以下实现可以让您获得子HTML 网站。它可以进一步开发以获得您需要的其他文件。我为你设置了 depth
变量来设置你想要解析的最大值 sub_websites 。
import urllib2
from BeautifulSoup import *
from urlparse import urljoin
def crawl(pages, depth=None):
indexed_url = [] # a list for the main and sub-HTML websites in the main website
for i in range(depth):
for page in pages:
if page not in indexed_url:
indexed_url.append(page)
try:
c = urllib2.urlopen(page)
except:
print "Could not open %s" % page
continue
soup = BeautifulSoup(c.read())
links = soup('a') #finding all the sub_links
for link in links:
if 'href' in dict(link.attrs):
url = urljoin(page, link['href'])
if url.find("'") != -1:
continue
url = url.split('#')[0]
if url[0:4] == 'http':
indexed_url.append(url)
pages = indexed_url
return indexed_url
pagelist=["https://en.wikipedia.org/wiki/Python_%28programming_language%29"]

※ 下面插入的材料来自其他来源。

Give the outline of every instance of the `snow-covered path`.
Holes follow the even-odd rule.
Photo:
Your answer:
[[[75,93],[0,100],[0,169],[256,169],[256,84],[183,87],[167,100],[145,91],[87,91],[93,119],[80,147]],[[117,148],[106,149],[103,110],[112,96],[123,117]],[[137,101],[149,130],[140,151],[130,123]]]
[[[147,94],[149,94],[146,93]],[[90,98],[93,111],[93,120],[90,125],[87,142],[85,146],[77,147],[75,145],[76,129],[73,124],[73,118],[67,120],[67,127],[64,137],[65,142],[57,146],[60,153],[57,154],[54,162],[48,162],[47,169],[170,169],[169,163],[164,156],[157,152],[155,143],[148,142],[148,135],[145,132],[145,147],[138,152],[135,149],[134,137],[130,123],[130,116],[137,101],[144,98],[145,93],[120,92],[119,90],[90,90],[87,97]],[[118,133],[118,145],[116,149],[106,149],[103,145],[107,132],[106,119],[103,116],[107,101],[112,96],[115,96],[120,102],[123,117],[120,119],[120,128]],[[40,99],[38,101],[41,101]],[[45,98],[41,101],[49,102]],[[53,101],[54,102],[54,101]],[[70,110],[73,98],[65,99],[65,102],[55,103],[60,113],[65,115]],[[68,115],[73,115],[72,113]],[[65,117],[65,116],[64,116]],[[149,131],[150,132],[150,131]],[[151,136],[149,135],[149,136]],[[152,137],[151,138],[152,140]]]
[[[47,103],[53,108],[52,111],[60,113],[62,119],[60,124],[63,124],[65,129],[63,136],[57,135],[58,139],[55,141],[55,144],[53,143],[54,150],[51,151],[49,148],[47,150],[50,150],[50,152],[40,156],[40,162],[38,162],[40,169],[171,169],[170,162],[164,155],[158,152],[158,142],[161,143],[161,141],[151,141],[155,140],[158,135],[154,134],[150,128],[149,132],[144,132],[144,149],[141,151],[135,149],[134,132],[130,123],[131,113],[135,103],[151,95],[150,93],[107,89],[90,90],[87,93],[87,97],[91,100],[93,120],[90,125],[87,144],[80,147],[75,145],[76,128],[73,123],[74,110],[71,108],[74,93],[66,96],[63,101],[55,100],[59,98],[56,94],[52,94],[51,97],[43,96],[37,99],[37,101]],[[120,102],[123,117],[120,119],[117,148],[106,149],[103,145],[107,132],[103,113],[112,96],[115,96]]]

urls = crawl(pagelist, depth=2)
print urls
Python3 版本,2019。希望这能为某人节省一些时间:
#!/usr/bin/env python
import urllib.request as urllib2
from bs4 import *
from urllib.parse import urljoin
def crawl(pages, depth=None):
indexed_url = [] # a list for the main and sub-HTML websites in the main website
for i in range(depth):
for page in pages:
if page not in indexed_url:
indexed_url.append(page)
try:
c = urllib2.urlopen(page)
except:
print( "Could not open %s" % page)
continue
soup = BeautifulSoup(c.read())
links = soup('a') #finding all the sub_links
for link in links:
if 'href' in dict(link.attrs):
url = urljoin(page, link['href'])
if url.find("'") != -1:
continue
url = url.split('#')[0]
if url[0:4] == 'http':
indexed_url.append(url)
pages = indexed_url
return indexed_url
pagelist=["https://en.wikipedia.org/wiki/Python_%28programming_language%29"]
urls = crawl(pagelist, depth=1)
print( urls )
您可以使用简单的 python 库 pywebcopy
.
轻松做到这一点
For Current version: 5.0.1
from pywebcopy import save_webpage
url = 'http://some-site.com/some-page.html'
download_folder = '/path/to/downloads/'
kwargs = {'bypass_robots': True, 'project_name': 'recognisable-name'}
save_webpage(url, download_folder, **kwargs)
您的 download_folder 将拥有 html、css、js。完全像原始站点一样工作。
使用Python 3+ Requests 和其他标准库。
函数 savePage
收到 requests.Response
和 pagefilename
保存位置。
- 将
pagefilename
.html 保存到当前文件夹
- 根据标签
script
、link
和 img
下载 javascripts
、css
和 images
并保存在文件夹中pagefilename
_文件。
- 任何异常都打印在
sys.stderr
、returns 一个 BeautifulSoup
对象上。
- Requests
session
必须是全局变量,除非有人在这里为我们编写了更简洁的代码。
您可以根据自己的需要进行调整。
import os, sys
import requests
from urllib.parse import urljoin
from bs4 import BeautifulSoup
def soupfindAllnSave(pagefolder, url, soup, tag2find='img', inner='src'):
if not os.path.exists(pagefolder): # create only once
os.mkdir(pagefolder)
for res in soup.findAll(tag2find): # images, css, etc..
try:
filename = os.path.basename(res[inner])
fileurl = urljoin(url, res.get(inner))
# rename to saved file path
# res[inner] # may or may not exist
filepath = os.path.join(pagefolder, filename)
res[inner] = os.path.join(os.path.basename(pagefolder), filename)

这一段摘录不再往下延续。